マイさんの未知なる大陸への挑戦


「おさわり?」


 あたしの名前はマイ。最近ヨガにハマってるしがないキャバ嬢。

 今黒服のやまぴーに相談されているのは、これからあたしが二回転目として着く客の話。

 エルは基本ワンセット三回転。つまり一時間で三人のキャストが交代で着く。今回あたしはその二人目ってわけ。


「そう。今イツカさんが着いてるんだ。一瞬抜けてきてお触りがひどいって。これからミキさん指名の団体が来るから、状況的に回せるのはマイか新人だけ。頼める?」

「おっけ」


 お触りか。待機席の新人を見渡す。クソ客こそガンガン着いて慣れてくべきだと思うが、イツカが言うならよっぽどだろう。膝の裏に香水を吹き付けると客の元へ向かった。


「初めまして。マイです」


 客は果てしない無表情だった。
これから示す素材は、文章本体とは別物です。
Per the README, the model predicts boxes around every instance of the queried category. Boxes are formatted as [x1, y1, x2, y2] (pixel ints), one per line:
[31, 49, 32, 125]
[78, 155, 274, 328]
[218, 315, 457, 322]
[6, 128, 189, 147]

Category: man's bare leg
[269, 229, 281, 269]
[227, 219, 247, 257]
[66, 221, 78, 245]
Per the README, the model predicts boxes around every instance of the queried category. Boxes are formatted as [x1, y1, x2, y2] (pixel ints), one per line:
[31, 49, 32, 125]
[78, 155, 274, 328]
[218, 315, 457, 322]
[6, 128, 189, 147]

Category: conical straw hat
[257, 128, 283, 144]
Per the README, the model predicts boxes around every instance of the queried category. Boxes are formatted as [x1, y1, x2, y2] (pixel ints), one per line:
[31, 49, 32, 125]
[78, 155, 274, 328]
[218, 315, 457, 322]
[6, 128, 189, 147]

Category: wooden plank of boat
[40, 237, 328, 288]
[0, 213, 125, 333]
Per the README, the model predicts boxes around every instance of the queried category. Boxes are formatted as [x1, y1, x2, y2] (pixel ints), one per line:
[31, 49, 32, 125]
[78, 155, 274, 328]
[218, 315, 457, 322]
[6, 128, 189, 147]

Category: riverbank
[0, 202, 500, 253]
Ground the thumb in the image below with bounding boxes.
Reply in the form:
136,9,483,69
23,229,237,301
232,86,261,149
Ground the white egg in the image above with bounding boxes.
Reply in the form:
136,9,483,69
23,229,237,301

様子見でグラスを拭いていると、おもむろに手が伸びてきた。腕でも胸でもなく、顔に。客の手をぱしっとキャッチする。そのままそっと、自分の膝に置く。


「いたずらっ子の右手さんかな?」


 客の右手を包んでいたあたしの両手に、客の左手が乗ってきた。こういう手遊びがあった気がする。一番下の手をさっと抜き、上の手を叩くような。でもここは公園じゃない。


 意図を探るべく数秒見つめ合うと、客の顔がずいっと寄ってきた。手は押さえつけられていて動かない。とっさに仰け反ると左手が胸に触れ、即座に元の位置に戻った。客に初めて、表情が浮かぶ。ふうん。


「もう。びっくりしました。良かったら一緒に乾杯してもいいですか?」


 おしゃべりする気はないらしい。


 あたしの両手に乗ったままの客の左手が、這うように上がってきた。団体が入りフロア全体が賑やかになったので、他の客はこっちを見ていない。逆に丁度良い。泳がす。


 鎖骨をなぞられ、胸に手を入れられようとした瞬間、逆に客に寄ってやる。ずいっと。驚いた客、固まる。覚悟。


「ねえ、上見て。カメラあるでしょう。録画を確認出来るのはうちだけじゃない、かもしれない」


 客は動かない。


「あんたさっきの女の子も触ったね? あの子の彼氏怖い人だよ。いつもこの辺にいる。交代するとき言いつけるって泣いてたけど、忙しい人だから、事にする前にあたしがあんたの素行を確認しに来たってわけ。で、どうする? 脱いでやっても良いわよ」


 客、ようやく離れる。解放された手をおしぼりで拭いた。


「この卓はもう一回転する。あんたがエレベーターに乗る前にその子から報告がある。それ次第であんたがまたここに来れるか来れないかが決まる。どうして震えてるの? 何も怖い事言ってないわよ。よく考えて、楽しんで。ちゃお」


 下を向く客の膝を跨ぐようにフロアに出て、キッチンでやまぴーを捕まえた。


「ええっマイもギブかよっ」

「チェンジって事で。誰が着いても大丈夫だよ」

「やめろよお前何したんだよ」

「イツカに彼氏がいるって嘘ついただけ。あと次の子いじめたら出禁って匂わせた」

「ならいいけどさ。あっ店長! 五卓のマイさんチェンジです!」


 疲れた。一服する。キッチンからそっと確認すると、小柄な新人さんが身振り手振り一生懸命話しかけてた。客はもはや地蔵だ。ドリンクの一杯くらい出ればいいんだけど。まあ、後は、頑張れ。



 ここは飲みの場だ。お触りなんて日常茶飯事だ。でも、それに慣れてはいけない。諦めてもいけない。

 なぜなら誰かが一度許すと他の子も触れると勘違いされ被害が増えるからだ。さらに他の客に見られれば新たな勘違いを生むかもしれない。そうなったらもう、そこはキャバクラとは言えない。

 店に雇われたキャストなら、丸く収める努力をしつつ抵抗の姿勢を示し続けるべきだ。


 でも、どうしても無理なら、その時はあたしを呼んで欲しい。世界中どこだって駆けつけよう。グラスの酒をかけられようがテーブルを蹴り倒されようがブスと罵られようが、あたしはあなたの盾となり断固として抵抗しよう。その時あなたはキッチンで煙草を吸っていればいい。客に心を踏みにじられる筋合いなんてないんだから。